Albatrosses, like all birds, forgo maps and follow their own internal GPS system. Crisscrossing national boundaries, they spend nearly 40 percent of their time soaring over the high seas – areas of the ocean where no single country has jurisdiction, meaning no one nation can adequately ensure their conservation.

The Albatross Taskforce (ATF), led by BirdLife International and its UK partner, the Royal Society for the Protection of Birds (RSPB), is an international team of experts on a mission to reduce seabird bycatch by at least 80 percent in some of the world’s deadliest fisheries. The ATF works aboard fishing vessels to show fishing crews techniques they can use to minimize albatross bycatch. Successful approaches include using bird scaring lines, which act as scarecrows to ward off hungry seabirds, weighting the hooks so they sink below the surface faster, and fishing only at night, well after the albatross’ dinner hour.

A scareline featuring colorful balls wards off hungry albatross and keeps them from diving at hooked bait.

Enduring Solutions

The ATF’s approach works – as demonstrated by the hake trawl fishery in South Africa where they have reduced albatross deaths by 99 percent since the team started working there in 2006. While this is an evolving success story, the albatross has a long way to go. The Regional Fisheries Management Organizations (RFMOs), the organizations tasked with managing the world’s tuna fisheries on the high seas, require fishers to employ some form of seabird bycatch mitigation measures (bird scaring lines, weighted hooks, or night setting) in areas overlapping with seabirds. However, low observer coverage on the high seas – generally five percent or less – makes enforcement a significant challenge.

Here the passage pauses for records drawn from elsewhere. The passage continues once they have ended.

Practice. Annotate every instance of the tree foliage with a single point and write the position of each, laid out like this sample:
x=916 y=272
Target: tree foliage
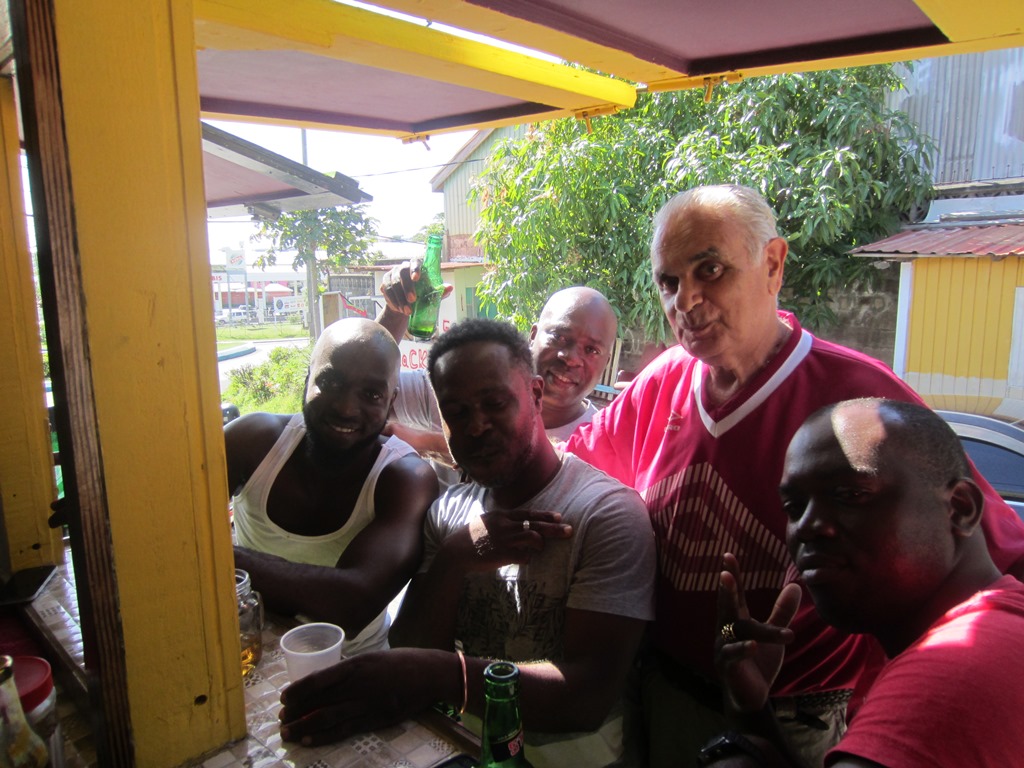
x=344 y=233
x=275 y=386
x=563 y=206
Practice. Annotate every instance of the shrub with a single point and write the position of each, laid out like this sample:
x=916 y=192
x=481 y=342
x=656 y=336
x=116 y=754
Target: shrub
x=275 y=386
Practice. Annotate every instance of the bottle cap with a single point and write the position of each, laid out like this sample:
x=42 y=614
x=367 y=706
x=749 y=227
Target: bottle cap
x=34 y=680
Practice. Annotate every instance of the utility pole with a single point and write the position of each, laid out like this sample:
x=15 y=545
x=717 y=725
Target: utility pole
x=310 y=258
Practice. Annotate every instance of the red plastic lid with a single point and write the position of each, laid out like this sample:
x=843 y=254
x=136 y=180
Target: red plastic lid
x=34 y=680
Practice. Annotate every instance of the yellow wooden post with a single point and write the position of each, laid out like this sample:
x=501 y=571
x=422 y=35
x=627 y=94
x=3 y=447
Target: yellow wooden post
x=110 y=88
x=26 y=473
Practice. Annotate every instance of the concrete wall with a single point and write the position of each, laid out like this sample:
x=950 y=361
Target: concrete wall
x=867 y=318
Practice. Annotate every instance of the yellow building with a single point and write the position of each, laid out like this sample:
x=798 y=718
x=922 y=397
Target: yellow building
x=960 y=338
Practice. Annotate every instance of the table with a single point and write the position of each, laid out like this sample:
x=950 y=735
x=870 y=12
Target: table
x=424 y=742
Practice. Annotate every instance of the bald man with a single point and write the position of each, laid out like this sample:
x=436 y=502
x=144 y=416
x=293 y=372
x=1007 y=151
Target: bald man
x=328 y=512
x=884 y=530
x=570 y=343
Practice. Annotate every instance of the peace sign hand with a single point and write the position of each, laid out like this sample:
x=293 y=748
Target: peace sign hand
x=749 y=653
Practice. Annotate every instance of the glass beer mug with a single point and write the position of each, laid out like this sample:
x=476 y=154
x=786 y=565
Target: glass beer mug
x=250 y=622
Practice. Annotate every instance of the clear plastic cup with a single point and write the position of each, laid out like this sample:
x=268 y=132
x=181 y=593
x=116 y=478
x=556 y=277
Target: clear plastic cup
x=310 y=647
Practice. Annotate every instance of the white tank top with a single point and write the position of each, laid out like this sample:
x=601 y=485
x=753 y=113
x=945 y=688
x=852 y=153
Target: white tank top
x=255 y=530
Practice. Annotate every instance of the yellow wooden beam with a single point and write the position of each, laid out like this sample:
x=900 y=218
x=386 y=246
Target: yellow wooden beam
x=328 y=29
x=535 y=36
x=27 y=486
x=962 y=22
x=143 y=391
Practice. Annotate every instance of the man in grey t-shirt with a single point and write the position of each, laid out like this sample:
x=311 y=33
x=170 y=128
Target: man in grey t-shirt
x=542 y=560
x=570 y=344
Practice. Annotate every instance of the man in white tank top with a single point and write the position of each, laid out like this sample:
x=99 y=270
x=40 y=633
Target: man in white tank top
x=328 y=512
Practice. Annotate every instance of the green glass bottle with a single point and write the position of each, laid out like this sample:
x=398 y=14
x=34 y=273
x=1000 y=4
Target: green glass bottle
x=502 y=742
x=429 y=289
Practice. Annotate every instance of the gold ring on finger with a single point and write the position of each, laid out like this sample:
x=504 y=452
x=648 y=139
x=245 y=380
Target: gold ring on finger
x=729 y=632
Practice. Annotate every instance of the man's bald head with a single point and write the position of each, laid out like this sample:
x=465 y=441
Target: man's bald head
x=361 y=332
x=571 y=343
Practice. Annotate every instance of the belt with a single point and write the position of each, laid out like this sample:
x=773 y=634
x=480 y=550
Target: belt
x=802 y=707
x=807 y=707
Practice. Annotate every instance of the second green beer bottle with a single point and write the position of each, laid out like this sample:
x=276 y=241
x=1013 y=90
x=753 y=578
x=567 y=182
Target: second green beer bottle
x=502 y=742
x=428 y=292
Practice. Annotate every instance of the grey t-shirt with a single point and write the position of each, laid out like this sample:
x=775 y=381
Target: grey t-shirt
x=517 y=612
x=608 y=564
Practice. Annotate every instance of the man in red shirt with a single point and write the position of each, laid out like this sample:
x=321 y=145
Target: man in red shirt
x=701 y=433
x=883 y=528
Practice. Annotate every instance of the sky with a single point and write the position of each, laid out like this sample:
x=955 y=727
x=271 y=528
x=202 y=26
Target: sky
x=396 y=175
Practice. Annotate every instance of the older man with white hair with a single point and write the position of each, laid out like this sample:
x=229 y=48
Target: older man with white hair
x=701 y=435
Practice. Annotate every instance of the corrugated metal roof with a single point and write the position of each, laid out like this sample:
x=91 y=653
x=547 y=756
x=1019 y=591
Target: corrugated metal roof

Teaming up with local partners in countries that pose the biggest threat to the albatross – including South Africa as well as Namibia, Argentina, and Chile – the ATF works to educate fishers and relevant fishery authorities to improve compliance. One message point that resonates particularly well: when fishers use these bird safety measures, they are able to save their bait to catch fish, ultimately ensuring a bigger haul.

As BirdLife marks its 100th anniversary, the Packard Foundation celebrates the organization’s partnership approach and its ability to understand and integrate local needs into a global solution that benefits the ocean and all the creatures, including people, who depend on it.

With the largest wingspan of any bird, the wandering albatross can cover up to 500 miles in a day and reach speeds of 80 miles per hour.